Kata-kata itu terkadang menggelitik hati kecilku. Aku merasa diriku memang lemah. Bahkan dalam mencapai tujuan hidupku. Namun bagaimana mungkin aku masih berdiri setegar ini sampai sekarang? Aku tau, tidak ada gunanya menanyakan hal yang takkan pernah ku temukan jawabannya, tapi setidaknya aku sudah berusaha. Aku sudah mencoba.
Aku tersenyum tipis ketika melihat surat pemberitahuan yang datang atas namaku. Ini bukan surat istimewa, namun setidaknya surat ini menawarkan hal lain untukku. Hal yang sama sekali tidak menyentuh sisi kelabu dalam kehidupanku.
Telepon disampingku tiba-tiba berdering.
“Ya,” ujarku setelah deringan pertama. Telepon dari Kikan, sekretaris Ethan. “Ya aku mengerti, terima kasih Ki,” ujarku singkat sebelum menutup telepon itu. Kulirik jam tanganku, sepertinya memang sudah waktunya.


Berkali-kali ku tarik nafas dalam-dalam untuk meredakan detak jantungku yang menggebu. Aku benar-benar tidak ingin terlihat gugup. Namun belum apa-apa tanganku sudah terasa dingin. Perutku melilit karena tegang.
Kikan tersenyum manis ketika melihat kedatanganku ke studio. Ia adalah gadis Jakarta yang sangat modis, dengan dandanan minimalis namun menawan, dan busana kerja yang formal namun –sekali lagi- tampak menawan pada dirinya.
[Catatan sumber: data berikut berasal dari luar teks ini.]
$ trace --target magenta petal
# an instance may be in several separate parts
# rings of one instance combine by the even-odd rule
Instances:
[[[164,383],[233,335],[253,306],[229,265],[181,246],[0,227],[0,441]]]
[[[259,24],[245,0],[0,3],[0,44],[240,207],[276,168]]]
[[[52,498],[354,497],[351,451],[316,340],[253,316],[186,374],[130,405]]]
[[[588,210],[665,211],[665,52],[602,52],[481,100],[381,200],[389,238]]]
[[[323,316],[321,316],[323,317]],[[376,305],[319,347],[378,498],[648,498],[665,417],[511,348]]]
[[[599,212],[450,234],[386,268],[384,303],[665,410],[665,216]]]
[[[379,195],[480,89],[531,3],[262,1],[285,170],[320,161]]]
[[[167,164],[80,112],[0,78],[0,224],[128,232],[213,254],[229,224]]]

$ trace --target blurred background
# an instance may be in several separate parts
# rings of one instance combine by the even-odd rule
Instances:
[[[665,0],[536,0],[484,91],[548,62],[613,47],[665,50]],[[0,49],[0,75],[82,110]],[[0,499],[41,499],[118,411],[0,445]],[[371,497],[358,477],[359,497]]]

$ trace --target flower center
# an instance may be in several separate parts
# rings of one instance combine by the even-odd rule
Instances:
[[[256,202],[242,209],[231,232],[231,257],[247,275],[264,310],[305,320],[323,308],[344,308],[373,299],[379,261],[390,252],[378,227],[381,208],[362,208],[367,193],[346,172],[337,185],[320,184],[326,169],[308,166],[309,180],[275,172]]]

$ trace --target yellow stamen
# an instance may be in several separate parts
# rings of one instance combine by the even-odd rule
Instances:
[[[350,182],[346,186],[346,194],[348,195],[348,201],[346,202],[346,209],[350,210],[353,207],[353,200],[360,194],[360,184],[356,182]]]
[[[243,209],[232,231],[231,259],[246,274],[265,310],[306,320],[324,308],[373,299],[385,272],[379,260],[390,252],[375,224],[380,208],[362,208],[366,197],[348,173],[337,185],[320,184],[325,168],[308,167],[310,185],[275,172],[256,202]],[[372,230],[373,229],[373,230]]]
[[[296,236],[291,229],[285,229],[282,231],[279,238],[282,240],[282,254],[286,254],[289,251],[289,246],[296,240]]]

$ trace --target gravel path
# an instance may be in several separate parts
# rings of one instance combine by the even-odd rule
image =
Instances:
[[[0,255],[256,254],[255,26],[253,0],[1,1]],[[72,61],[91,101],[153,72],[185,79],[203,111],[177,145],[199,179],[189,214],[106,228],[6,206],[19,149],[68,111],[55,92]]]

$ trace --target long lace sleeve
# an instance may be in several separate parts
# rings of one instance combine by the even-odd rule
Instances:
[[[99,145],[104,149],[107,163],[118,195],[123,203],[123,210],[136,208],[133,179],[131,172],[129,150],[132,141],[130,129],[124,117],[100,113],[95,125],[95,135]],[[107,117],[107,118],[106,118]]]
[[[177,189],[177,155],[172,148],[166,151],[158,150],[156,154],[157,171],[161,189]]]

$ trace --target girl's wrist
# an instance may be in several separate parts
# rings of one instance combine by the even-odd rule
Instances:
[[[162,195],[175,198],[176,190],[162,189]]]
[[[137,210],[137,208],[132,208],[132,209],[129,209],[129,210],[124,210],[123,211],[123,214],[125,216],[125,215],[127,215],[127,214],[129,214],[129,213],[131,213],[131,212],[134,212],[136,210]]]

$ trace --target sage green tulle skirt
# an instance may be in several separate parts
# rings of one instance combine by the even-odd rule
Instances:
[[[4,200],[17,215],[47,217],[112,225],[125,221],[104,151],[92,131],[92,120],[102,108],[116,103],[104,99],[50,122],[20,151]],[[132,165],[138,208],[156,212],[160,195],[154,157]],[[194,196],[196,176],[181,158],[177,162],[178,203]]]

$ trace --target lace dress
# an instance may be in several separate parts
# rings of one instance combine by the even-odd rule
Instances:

Aku memandang ke sekeliling, mempelajari lobi studio itu dengan seksama. Sebuah sofa panjang berwarna putih menjadi poin utama pada ruangan itu. Dengan cermin-cermin panjang yang menjadi dinding sisi kiri dan kananya. Sedang dinding depannya terbuat dari ukiran batu berwarna coklat muda yang begitu indah dan artistik. Beberapa tanaman dalam pot menambah kesan alami tempat itu.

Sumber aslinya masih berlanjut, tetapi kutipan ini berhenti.